See that action figure up above? That’s Hot Toys’ version of Paul Rudd as Ant-Man from Captain America: Civil War. I don’t know about you, but to me that looks more like Ben Affleck than Paul Rudd. Still, at least it looks cool. And you can sort of see what the sculptor was going for. Below are ten examples where the figures just do not look like the celebrity they’re supposedly based on. At all. Sometimes they may not have had the likeness rights or sometimes they just made a very bad toy. Either way, these are ten of the worst examples we remember.
McFarlane Toys’ Movie Masterpiece Corporal Hicks from Aliens
That’s a pretty cool action figure, actually. The uniform and weapon are right. But it sure as hell doesn’t look like Michael Biehn. One of the least offensive because it’s still a good figure but McFarlane’s figures can usually guarantee you a good sculpt and a good likeness. Not this time. That’s just some guy cosplaying as Cpl. Hicks and only doing an okay job at it.
Mattel’s Peter Pan from Hook
Quick, who does the above guy remind you of? If you said “Not Robin Williams” you are correct. Actually, it looks like the world’s happiest pirate. Or maybe some sort of professional dancer? There’s nothing about it that says Robin Williams and not much that makes you instantly think Peter Pan, either. Oh well!
ERTL’s Luigi from Super Mario Bros.
Okay, on the one hand, you can sort of tell it’s Luigi because the got the colors right. But that doesn’t look anything like the Luigi from the Super Mario games or the movie. No mustache. And John Leguizamo has never been bulked up to Incredible Hulk like proportions. The backwards baseball cap screams 1990s. I don’t even know what his weapon would do. A power… wrench? He looks strong enough to tighten or loosen bolts without a cannon backing him up.
Kenner’s Alan Grant and Dennis Nedry from Jurassic Park
That looks nothing like Sam Neill. In fact, while the colors are right for his shirt and his hat is fairly close, the rest is totally wrong too. Wrong build, face that looks like a generic mask and for some reason a Jurassic Park logo on his shirt. But not the logo that was in the movie. Also? No neckerchief. He’s tied with Dennis Nedry, below. That’s supposed to be Wayne Knight. You know, Newman from Seinfeld. Nope!

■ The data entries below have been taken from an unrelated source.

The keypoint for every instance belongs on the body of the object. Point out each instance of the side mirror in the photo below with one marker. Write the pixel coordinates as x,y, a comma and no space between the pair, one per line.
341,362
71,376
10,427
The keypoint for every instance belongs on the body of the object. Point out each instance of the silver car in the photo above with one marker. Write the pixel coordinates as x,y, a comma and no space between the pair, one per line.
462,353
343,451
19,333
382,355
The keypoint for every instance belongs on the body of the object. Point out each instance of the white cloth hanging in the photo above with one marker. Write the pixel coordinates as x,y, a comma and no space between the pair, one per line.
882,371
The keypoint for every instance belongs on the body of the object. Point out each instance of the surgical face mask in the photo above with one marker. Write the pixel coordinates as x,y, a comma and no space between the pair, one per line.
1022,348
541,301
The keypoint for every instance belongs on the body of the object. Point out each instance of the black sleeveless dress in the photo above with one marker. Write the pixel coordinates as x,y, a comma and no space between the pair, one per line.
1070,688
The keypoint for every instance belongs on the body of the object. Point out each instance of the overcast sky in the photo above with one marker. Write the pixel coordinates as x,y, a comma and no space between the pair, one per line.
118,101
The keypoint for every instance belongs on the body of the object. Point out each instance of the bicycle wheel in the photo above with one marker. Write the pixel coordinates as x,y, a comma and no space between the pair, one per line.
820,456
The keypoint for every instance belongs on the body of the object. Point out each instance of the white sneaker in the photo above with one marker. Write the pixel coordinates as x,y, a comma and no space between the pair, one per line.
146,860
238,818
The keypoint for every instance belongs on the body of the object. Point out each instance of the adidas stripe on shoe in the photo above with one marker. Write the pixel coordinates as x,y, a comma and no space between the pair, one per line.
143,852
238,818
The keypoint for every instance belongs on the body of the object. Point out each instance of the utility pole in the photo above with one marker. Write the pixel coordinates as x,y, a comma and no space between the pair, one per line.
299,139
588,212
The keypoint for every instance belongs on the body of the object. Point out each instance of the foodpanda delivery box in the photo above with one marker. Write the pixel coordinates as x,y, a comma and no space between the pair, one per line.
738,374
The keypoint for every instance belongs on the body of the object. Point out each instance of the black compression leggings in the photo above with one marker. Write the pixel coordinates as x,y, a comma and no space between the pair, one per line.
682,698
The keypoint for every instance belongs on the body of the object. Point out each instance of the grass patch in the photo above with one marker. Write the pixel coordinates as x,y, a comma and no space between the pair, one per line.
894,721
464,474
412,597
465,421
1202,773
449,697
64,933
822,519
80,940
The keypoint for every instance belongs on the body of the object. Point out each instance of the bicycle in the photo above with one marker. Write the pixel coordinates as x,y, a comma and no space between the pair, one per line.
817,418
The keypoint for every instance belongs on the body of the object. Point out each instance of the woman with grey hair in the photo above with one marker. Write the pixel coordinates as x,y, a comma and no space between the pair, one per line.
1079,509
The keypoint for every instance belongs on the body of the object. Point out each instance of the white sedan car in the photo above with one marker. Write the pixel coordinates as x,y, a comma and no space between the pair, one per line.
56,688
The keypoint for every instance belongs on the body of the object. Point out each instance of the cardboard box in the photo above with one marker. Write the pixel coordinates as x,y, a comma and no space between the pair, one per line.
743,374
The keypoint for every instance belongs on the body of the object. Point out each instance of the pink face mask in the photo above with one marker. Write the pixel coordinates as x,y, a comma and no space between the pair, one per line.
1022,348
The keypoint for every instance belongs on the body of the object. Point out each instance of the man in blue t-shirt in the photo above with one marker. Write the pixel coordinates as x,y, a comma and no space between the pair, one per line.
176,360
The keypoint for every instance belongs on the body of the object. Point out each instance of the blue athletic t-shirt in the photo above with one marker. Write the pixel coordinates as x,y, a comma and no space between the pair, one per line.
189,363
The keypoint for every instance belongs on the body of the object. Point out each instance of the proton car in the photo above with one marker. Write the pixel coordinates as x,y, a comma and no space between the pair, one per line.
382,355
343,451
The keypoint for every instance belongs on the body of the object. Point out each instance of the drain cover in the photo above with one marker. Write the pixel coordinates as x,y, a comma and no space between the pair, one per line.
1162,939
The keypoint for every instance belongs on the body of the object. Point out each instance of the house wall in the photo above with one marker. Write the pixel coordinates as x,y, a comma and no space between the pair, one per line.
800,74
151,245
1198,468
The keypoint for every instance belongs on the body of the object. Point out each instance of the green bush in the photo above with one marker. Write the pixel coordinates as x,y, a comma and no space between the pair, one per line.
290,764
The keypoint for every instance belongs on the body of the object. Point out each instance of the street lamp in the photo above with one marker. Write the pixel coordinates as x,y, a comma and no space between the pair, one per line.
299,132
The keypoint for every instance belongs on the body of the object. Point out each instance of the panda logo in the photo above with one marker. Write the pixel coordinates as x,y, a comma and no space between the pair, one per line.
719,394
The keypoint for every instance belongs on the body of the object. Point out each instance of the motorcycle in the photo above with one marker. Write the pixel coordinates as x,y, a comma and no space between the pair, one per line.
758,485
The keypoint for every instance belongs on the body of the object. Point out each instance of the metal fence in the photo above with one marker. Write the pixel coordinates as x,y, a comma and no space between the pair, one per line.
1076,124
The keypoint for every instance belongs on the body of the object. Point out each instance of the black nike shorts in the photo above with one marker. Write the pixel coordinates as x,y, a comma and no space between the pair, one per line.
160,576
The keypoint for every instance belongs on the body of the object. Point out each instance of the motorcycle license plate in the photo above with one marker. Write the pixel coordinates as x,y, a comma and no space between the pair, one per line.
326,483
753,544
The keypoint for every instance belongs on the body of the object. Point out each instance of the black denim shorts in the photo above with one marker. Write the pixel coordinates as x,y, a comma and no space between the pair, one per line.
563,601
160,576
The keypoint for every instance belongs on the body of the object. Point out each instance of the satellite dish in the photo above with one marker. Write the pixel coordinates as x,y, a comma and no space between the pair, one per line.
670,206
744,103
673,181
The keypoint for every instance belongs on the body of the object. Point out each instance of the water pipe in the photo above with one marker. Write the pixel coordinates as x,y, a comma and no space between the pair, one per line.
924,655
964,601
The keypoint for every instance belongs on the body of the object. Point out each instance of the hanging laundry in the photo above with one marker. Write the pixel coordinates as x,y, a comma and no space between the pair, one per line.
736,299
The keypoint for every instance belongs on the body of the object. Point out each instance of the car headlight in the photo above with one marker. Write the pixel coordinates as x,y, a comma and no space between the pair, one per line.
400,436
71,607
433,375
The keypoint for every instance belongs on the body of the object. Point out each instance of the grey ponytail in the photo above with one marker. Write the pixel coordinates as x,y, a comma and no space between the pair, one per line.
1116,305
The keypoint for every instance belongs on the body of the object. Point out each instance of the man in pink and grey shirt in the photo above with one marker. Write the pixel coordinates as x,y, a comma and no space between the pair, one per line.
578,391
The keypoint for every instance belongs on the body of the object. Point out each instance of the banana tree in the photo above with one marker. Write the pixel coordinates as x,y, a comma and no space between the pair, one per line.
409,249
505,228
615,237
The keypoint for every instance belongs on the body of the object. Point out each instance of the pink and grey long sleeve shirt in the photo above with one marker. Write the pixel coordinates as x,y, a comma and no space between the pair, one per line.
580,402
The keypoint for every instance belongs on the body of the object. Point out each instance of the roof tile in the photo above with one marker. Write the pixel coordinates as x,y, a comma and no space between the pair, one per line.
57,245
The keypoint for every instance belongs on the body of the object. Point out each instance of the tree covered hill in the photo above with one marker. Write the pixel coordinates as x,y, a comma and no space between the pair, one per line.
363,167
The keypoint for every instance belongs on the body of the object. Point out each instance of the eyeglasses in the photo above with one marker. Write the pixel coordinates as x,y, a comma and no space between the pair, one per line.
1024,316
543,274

Trendmasters’ Major Don West from Lost in Space
I guess this is a vaguely interesting space guy type of action figure. Can you tell what actor it’s supposed to be? Would you even believe me if I told you Matt LeBlanc? He looks more like a sad dancer at a Texas honky tonk bar.
McFarlane Toys’ Rick Grimes from Walking Dead
Heh. If it weren’t for that Sheriff’s hat, I don’t think anyone could identify this as Rick Grimes. It’s based on the TV show, not the comic book. But that ain’t Andrew Lincoln. I am most amused by the befuddled expression the action figure sports. “Um, am I supposed to aim… like this?”
Hasbro’s Princess Leia from Star Wars
Let’s see. Hairdo and outfit seem correct. But I don’t recall Princess Leia sporting a face like an ape. I sure don’t recall the broad shoulders and bow-legged stance. This Leia is ready for a good old-fashioned bar brawl. There is nothing about this that reminds you of Carrie Fisher.
Hasbro’s Guile from Street Fighter: The Movie
That’s supposed to be Jean Claude Van Damme. Yeah. Well, it’s also supposed to be Guile from the Street Fighter movie and video games. It easily manages to fail at both. It looks more like Val Kilmer made himself a firefighter’s costume out of things he found lying around the house.
Tradewind Toys’ Ethan Hunt from Mission: Impossible
The psychopathic smile. The inhuman physique. The skinned face of a poor victim. I know. Everything about this shouts that it’s Ethan Hunt from the first Mission: Impossible movie, right? That’s supposed to be Tom Cruise. You know how Tom Cruise sometimes lets his jaw hang down so we can see his rows and rows of teeth? And then he dresses up like Leatherface? So yeah, basically Tradewind Toys (who?!) nailed this one.
Jazwares’ Gerry Lane from World War Z
Jazwares is an unpopular action figure company that holds onto the Mortal Kombat license by releasing figures every once in a while that seem to just warm the pegs at your local Toys R Us. Somehow they got the license to World War Z. The above guy is supposed to be Brad Pitt! Look, even if you don’t have the likeness rights, you can at least try to get the outfit and hairstyle right for the character. Or not make him look like he’s got permanent brain damage and two lazy eyes. Wow.